Drought research has largely focused on the workings of air currents that arise from variations in sea-surface temperature in the Pacific Ocean known as El Nino and La Nina.
The most significant in terms of drought is La Nina. During La Nina years, precipitation belts shift north, parching the Southwest.
The latest study investigated the possibility of a broader, global climatic mechanism that could cause drought. Specifically, they looked at the Hadley cell, one of the planet's most powerful atmospheric circulation patterns, driving weather in the tropics and subtropics.
Within the cell, air rises at the equator, moves toward the poles and descends over the subtropics.
Increasing levels of greenhouse gases, the researchers said, warms the atmosphere, which expands the poleward reach of the Hadley cell. Dry air, which suppresses precipitation, then descends over a wider expanse of the Mediterranean region, the Middle East and North America.
All of those areas would be similarly affected, though the study examined only the effect on North America in a swath reaching from Kansas to California and south into Mexico.
The researchers tested a "middle of the road" scenario of future carbon dioxide emissions to predict rainfall and evaporation. They assumed that emissions would rise until 2050 and then decline. The carbon dioxide concentration in the atmosphere would be 720 parts per million in 2100, compared with about 380 parts per million today.

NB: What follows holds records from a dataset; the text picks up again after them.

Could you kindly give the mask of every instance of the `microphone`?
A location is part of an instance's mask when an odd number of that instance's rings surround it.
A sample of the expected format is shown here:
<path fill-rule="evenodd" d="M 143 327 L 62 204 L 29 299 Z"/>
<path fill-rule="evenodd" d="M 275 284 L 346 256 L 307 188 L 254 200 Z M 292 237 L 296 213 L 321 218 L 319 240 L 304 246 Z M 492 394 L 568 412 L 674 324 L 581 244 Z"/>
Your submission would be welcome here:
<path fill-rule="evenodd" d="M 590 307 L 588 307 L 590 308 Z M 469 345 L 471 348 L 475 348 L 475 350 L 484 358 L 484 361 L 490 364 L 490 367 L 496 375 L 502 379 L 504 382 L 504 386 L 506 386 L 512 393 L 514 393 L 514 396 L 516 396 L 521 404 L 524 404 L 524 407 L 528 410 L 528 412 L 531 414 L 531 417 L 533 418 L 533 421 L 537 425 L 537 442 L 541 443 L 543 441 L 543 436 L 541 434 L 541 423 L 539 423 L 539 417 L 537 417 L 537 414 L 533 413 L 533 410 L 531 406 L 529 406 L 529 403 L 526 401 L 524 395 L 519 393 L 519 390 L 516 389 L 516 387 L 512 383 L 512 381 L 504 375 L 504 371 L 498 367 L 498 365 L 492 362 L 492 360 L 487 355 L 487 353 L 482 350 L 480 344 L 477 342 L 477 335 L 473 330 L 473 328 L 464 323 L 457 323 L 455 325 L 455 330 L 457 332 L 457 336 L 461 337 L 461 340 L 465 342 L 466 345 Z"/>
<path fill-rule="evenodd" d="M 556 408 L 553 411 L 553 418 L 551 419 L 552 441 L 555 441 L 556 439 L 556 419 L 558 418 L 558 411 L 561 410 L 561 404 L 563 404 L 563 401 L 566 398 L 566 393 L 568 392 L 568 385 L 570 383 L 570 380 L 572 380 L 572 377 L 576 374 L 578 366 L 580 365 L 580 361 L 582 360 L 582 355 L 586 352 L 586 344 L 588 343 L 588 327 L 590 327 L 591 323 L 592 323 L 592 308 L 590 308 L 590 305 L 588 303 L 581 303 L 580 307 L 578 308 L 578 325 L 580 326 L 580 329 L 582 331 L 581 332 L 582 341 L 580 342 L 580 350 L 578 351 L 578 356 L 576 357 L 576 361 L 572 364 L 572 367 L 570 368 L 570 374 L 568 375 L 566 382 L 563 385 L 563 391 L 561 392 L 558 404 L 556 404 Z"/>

The computer models, on average, found about a 15% decline in surface moisture -- which is calculated by subtracting evaporation from precipitation -- from 2021 to 2040, as compared with the average from 1950 to 2000.
A 15% drop led to the conditions that caused the Dust Bowl in the Great Plains and the northern Rockies during the 1930s.
Even without the circulation changes, global warming intensifies existing patterns of vapor transport, causing dry areas to get drier and wet areas to get wetter. When it rains, it is likely to rain harder, but scientists said that was unlikely to make up for losses from a shifting climate.
Kelly Redmond, deputy director of the Western Regional Climate Center in Reno, who was not involved in the study, said he thought the region would still have periodic wet years that were part of the natural climate variation.
But, he added, "In the future we may see fewer such very wet years."